A atrofia muscular espinhal (AME) é uma doença rara, genética e neurodegenerativa. Com incidência de 1 a cada 10 mil nascidos vivos no mundo, se destaca como a principal causa genética de mortalidade infantil segundo a literatura científica. No Brasil, de acordo com levantamento recente realizado pelo Instituto Nacional da Atrofia Muscular Espinhal (Iname), a doença acomete pouco mais de 1,5 mil brasileiros. Causada por alterações genéticas que afetam as células nervosas da medula espinhal – responsáveis por controlar os músculos –, a doença impacta progressivamente funções vitais básicas, como capacidade motora, deglutição, fala e respiração.
Na AME, os neurônios motores morrem devido à insuficiência da proteína SMN (sobrevivência do neurônio motor) produzida pelo gene SMN1. Assim, ocorre o declínio progressivo da atividade muscular que pode resultar na paralisia total. De acordo com o médico neurologista e neurofisiologista Marcelo Raffo, do Hospital Moinhos de Vento e da Santa Casa de Misericórdia de Porto Alegre, no Rio Grande do Sul, a doença pode afetar pessoas de todas as faixas etárias. Assim, é subdividida clinicamente em cinco tipos – de 0 a 4 –, definidos pela idade de início dos sintomas e pelas habilidades motoras comprometidas.

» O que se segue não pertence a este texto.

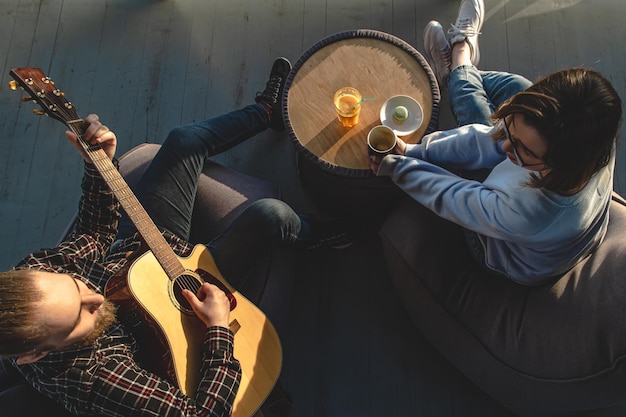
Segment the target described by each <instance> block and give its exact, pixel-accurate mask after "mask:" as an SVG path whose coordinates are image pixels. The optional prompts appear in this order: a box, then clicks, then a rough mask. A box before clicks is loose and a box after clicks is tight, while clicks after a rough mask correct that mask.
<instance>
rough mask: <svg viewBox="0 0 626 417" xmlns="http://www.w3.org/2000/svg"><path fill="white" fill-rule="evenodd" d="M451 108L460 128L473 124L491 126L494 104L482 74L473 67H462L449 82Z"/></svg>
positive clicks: (449, 94) (448, 87)
mask: <svg viewBox="0 0 626 417" xmlns="http://www.w3.org/2000/svg"><path fill="white" fill-rule="evenodd" d="M448 89H449V97H450V107H451V109H452V114H454V117H455V119H456V122H457V125H458V126H464V125H468V124H472V123H480V124H484V125H491V118H490V117H491V114H492V113H493V104H492V103H491V100H490V98H489V96H488V95H487V93H486V91H485V89H484V88H483V84H482V77H481V74H480V72H479V71H478V70H477V69H476V67H474V66H473V65H461V66H458V67H456V68H455V69H453V70H452V72H451V73H450V78H449V80H448Z"/></svg>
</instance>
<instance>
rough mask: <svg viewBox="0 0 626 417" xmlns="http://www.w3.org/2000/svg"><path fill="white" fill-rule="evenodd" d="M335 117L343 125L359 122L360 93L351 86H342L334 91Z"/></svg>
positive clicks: (360, 103)
mask: <svg viewBox="0 0 626 417" xmlns="http://www.w3.org/2000/svg"><path fill="white" fill-rule="evenodd" d="M334 103H335V109H336V110H337V117H338V118H339V121H340V122H341V124H342V125H343V126H344V127H352V126H354V125H355V124H357V123H358V122H359V113H360V112H361V93H359V91H358V90H357V89H356V88H353V87H343V88H340V89H339V90H337V92H336V93H335V99H334Z"/></svg>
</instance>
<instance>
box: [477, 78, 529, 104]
mask: <svg viewBox="0 0 626 417" xmlns="http://www.w3.org/2000/svg"><path fill="white" fill-rule="evenodd" d="M480 75H481V77H482V79H483V87H484V89H485V91H486V92H487V96H489V98H490V99H491V103H492V105H493V107H494V108H496V109H497V108H498V107H500V105H501V104H502V103H504V102H505V101H506V100H508V99H509V98H511V97H512V96H514V95H515V94H517V93H519V92H520V91H523V90H525V89H527V88H528V87H530V86H531V85H532V82H530V81H529V80H528V79H526V78H525V77H522V76H521V75H518V74H511V73H508V72H500V71H481V72H480Z"/></svg>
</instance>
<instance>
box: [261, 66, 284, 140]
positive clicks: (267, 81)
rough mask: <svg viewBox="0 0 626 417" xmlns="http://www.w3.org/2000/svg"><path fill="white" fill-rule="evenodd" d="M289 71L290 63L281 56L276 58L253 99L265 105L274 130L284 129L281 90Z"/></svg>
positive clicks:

O tipo 0 é a forma mais grave, com início ainda no período pré-natal. “Além de acometimento motor e respiratório, demandando suporte ventilatório nos primeiros minutos ou horas após o nascimento, os pacientes podem apresentar dificuldade de alimentação com grave disfagia e incapacidade de sucção para mamar. Além disso, podem haver alterações cardíacas e cerebrais importantes”, detalha o médico. Nesta manifestação, a expectativa de vida é muito baixa e raramente ultrapassa os seis meses de idade, podendo levar ao óbito nos primeiros dias ou semanas de vida.

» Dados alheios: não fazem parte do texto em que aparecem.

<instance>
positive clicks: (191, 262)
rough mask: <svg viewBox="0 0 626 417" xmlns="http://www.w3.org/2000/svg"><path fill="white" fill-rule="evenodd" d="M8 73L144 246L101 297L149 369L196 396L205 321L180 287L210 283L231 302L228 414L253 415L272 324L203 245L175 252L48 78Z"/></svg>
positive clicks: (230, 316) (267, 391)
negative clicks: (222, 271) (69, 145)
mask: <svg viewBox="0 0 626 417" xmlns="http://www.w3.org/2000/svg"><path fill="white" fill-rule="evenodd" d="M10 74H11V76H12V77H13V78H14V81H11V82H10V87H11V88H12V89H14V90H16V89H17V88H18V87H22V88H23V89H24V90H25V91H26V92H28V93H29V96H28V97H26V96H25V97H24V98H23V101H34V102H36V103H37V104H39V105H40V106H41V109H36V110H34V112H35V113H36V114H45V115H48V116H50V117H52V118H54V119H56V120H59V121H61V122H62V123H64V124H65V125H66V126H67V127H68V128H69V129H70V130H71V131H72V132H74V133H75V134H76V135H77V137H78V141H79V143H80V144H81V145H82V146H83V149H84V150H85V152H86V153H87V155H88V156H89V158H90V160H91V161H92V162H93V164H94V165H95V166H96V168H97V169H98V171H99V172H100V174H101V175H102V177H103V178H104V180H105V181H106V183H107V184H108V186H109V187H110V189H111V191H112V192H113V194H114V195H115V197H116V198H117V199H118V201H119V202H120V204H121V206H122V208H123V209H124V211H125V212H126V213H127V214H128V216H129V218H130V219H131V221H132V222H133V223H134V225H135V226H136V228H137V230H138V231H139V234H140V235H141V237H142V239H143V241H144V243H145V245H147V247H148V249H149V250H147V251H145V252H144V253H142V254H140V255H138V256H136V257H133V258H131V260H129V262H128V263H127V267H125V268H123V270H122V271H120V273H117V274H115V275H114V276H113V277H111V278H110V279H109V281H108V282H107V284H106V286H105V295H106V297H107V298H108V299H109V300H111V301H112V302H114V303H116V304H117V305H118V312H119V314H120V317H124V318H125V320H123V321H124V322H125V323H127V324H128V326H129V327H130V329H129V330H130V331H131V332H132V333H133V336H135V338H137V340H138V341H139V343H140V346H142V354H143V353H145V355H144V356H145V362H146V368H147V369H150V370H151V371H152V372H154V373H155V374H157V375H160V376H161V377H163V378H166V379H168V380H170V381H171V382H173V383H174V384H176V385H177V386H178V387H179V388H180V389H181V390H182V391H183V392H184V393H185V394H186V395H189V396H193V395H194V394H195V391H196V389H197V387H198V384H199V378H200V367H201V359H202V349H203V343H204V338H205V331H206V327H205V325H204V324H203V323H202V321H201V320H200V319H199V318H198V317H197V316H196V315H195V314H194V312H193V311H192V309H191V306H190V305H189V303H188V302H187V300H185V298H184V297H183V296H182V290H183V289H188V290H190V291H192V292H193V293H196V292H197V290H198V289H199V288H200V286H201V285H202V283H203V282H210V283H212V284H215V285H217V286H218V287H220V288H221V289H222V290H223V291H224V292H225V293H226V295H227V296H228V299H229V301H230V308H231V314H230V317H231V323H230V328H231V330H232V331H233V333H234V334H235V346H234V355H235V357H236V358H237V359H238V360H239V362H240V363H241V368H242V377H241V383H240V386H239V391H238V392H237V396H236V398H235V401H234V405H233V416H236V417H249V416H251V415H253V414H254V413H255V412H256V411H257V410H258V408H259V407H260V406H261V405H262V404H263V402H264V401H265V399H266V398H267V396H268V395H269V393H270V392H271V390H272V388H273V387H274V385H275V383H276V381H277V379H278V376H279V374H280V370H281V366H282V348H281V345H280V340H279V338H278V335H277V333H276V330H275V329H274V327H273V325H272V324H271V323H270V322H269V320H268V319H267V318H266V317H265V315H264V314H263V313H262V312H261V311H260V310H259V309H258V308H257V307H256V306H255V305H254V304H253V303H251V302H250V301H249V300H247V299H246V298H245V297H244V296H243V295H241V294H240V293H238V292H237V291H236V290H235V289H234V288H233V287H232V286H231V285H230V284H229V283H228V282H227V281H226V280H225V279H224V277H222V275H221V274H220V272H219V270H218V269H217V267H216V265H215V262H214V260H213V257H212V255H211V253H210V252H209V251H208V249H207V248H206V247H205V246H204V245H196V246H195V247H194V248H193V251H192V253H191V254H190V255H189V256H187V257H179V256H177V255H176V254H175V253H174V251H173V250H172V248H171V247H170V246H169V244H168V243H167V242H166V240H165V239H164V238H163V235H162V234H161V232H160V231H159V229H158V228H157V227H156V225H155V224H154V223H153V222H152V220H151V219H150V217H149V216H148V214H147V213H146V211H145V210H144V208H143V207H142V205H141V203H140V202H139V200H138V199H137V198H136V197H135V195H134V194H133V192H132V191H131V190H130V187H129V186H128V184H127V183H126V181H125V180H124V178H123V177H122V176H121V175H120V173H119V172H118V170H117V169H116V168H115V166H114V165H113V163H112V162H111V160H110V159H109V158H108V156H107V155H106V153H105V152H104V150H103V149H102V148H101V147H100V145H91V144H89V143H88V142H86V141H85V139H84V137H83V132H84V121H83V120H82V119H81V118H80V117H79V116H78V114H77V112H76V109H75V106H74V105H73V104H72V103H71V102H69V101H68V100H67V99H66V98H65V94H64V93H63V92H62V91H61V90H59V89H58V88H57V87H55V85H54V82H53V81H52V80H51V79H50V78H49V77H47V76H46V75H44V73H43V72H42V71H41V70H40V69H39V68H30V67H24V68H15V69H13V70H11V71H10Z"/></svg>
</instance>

A AME tipo 1 é a manifestação mais comum da doença, correspondendo a cerca de 60% dos casos reportados em literatura. Neste tipo, os sinais e sintomas têm início antes dos seis meses de vida e incluem dificuldades respiratórias; motoras – a criança não desenvolve a capacidade de se sentar sem suporte e tem perda da maioria da movimentação ainda no primeiro ano de vida; e de alimentação, com o acometimento de músculos da língua e faringe podendo necessitar de suporte nutricional via tubo gástrico. “A adoção de cuidados respiratórios e nutricionais proativos neste subtipo pode reduzir em 30% a mortalidade antes dos 2 anos”, orienta o especialista.
Na forma intermediária – AME tipo 2 –, os sintomas se manifestam entre os 6 e 18 meses de vida. Estudos mostram que, mesmo com todas as limitações, esses pacientes chegam à idade adulta. No entanto, apresentam mortalidade precoce em relação à população em geral. Já o tipo 3 atinge cerca de 13% dos casos e os primeiros sintomas aparecem após os 18 meses de vida, mas a progressão da doença pode levar, por exemplo, à perda da capacidade de andar. A expectativa de vida desses pacientes pouco se diferencia da população não afetada.
Branda
A forma mais branda – AME tipo 4 – é a mais rara, com apenas 5% dos novos casos. O médico relata que os primeiros sintomas aparecem a partir da segunda ou terceira década de vida, e os pacientes frequentemente apresentam sinais de fraqueza e fadiga muscular. “As características desse grupo incluem perda gradual e cumulativa de funções motoras, com sinais identificados em pequenas ações do dia a dia”, enfatiza. Com o passar do tempo, atividades consideradas simples como levantar, subir escadas ou mesmo andar se tornam cada vez mais difíceis, impactando a vida escolar, profissional e as relações afetivas.
Diagnóstico
Como a AME é uma doença rara, em qualquer suspeita clínica o paciente deve ser submetido ao teste genético para diagnóstico. O exame é feito por meio de coleta de sangue, saliva ou raspado de bochecha para a extração de DNA e análise quantitativa do gene SMN1 que, se apresentar deleção, indica a doença. O cuidado adequado da AME gera uma infinidade de inseguranças, compromissos terapêuticos, tempo e dedicação da rede de apoio para atender às demandas impostas aos pacientes, principalmente pelas limitações físicas.
De acordo com o médico, todas as fases da jornada desde o diagnóstico, especialmente nos pacientes jovens e adultos, precisam de atenção e esclarecimentos, tratando com naturalidade questões sobre adolescência e vida adulta, sexualidade, planejamento familiar, impacto social, físico e mental. “Do mesmo modo, deve haver inclusão e acessibilidade para que a pessoa com AME tenha mais autonomia e qualidade de vida”, ressalta.